- Born: July 4, 1924 Matale, Sri Lanka
- Died: February 10, 2004 (aged 79)
- Education: St. Thomas' College, Matale St. Anthony's College, Kandy
- Occupations: Actor, Singer, government officer, play producer
- Spouse: Sujatha Jayasekera (nee Eragoda)

= Kingsley Jayasekera =

Weliwattage Kingsley Jayasekera (1924–2004) was a Sri Lankan actor, play producer and an A grade radio singer for Sri Lanka Broadcasting Corporation.

== Career ==
Jayasekera was an A grade radio singer for Sri Lanka Broadcasting Corporation, his most notable duet being Monawada Amme Akuru Jathiyak which he sang alongside Priscilla Opatha.

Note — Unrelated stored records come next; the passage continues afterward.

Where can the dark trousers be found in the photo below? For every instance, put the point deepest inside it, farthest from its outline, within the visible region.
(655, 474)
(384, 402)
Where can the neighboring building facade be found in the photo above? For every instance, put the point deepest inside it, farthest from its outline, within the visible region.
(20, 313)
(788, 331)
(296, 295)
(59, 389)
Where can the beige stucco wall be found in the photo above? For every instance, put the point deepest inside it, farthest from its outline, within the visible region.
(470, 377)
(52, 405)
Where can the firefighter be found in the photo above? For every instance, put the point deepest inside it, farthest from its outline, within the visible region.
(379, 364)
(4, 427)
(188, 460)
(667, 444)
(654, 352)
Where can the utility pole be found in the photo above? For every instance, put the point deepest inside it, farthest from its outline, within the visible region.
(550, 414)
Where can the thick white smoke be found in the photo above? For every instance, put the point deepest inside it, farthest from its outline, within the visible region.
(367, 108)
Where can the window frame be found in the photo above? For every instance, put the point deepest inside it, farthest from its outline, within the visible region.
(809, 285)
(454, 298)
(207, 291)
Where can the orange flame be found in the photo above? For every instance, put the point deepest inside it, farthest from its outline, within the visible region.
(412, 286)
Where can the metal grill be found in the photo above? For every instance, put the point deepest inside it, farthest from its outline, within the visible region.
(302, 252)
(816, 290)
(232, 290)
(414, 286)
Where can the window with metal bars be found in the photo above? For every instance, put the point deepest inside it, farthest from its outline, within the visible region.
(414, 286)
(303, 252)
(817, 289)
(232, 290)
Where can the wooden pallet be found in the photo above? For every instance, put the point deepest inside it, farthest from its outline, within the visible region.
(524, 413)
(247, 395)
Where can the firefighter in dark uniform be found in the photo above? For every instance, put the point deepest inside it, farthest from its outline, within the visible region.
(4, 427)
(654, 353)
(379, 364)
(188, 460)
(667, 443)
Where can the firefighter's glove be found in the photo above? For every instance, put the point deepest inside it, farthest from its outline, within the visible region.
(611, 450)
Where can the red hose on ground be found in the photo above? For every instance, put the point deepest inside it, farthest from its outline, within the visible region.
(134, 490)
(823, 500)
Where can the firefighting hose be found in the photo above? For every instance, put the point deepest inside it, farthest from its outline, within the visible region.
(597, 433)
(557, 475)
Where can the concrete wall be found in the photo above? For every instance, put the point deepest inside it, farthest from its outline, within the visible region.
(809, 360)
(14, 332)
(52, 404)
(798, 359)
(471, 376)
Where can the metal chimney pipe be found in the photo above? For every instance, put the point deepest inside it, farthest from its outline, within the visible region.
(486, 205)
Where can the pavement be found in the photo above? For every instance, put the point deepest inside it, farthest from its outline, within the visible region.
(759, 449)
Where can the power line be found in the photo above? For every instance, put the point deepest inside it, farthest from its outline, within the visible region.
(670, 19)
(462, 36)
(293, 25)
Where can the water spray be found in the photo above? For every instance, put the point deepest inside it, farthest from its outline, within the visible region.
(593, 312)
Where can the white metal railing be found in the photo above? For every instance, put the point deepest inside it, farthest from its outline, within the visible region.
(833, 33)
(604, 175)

His other songs include Koomala Thaalen, Mey Pun, Namawu Namawu, Sukumaara Sithe Eyida, Raaweki Pem Gee, Duk Gage Rali Naga, Premi Mage, Ma Premaya Nothaka, Pun Wesage and Diya Naema Pinisa.He is also the first Sinhala artiste to sing Saighal in Sinhala

Jayasekera starred in Gambada Sundari which is the first Sinhala colour movie produced in Ceylon, being filmed in 16 mm. He subsequently acted in two other Sinhala movies named Surangani and Surathali Jayasekera has also acted in numerous Sri Lankan plays such as Radala Piliruwa, Nikan Awa, Manthreewaraya, Marahada, Anthima Hasuna

Jayasekera was also a producer of several plays including Kapuwa Kapothi, Sundara Samiya, Sundara Birida, Dosthara Baana, Guwane Maliga and Kalyana Mithraya.

==Personal life==

Jayasekera's father was the first Sinhalese owner-manager of an independent plantation in pre-war Sri Lanka. Jayasekera married Sujatha Eragoda in 1952 and had five children Geethanganee, Niranjanee, Chandana, Priyankara and Anoja. He was the father in law of Maheshi Jayasekera, the first female Registrar of the Supreme Court of Sri Lanka. Jayasekera died in February 2004.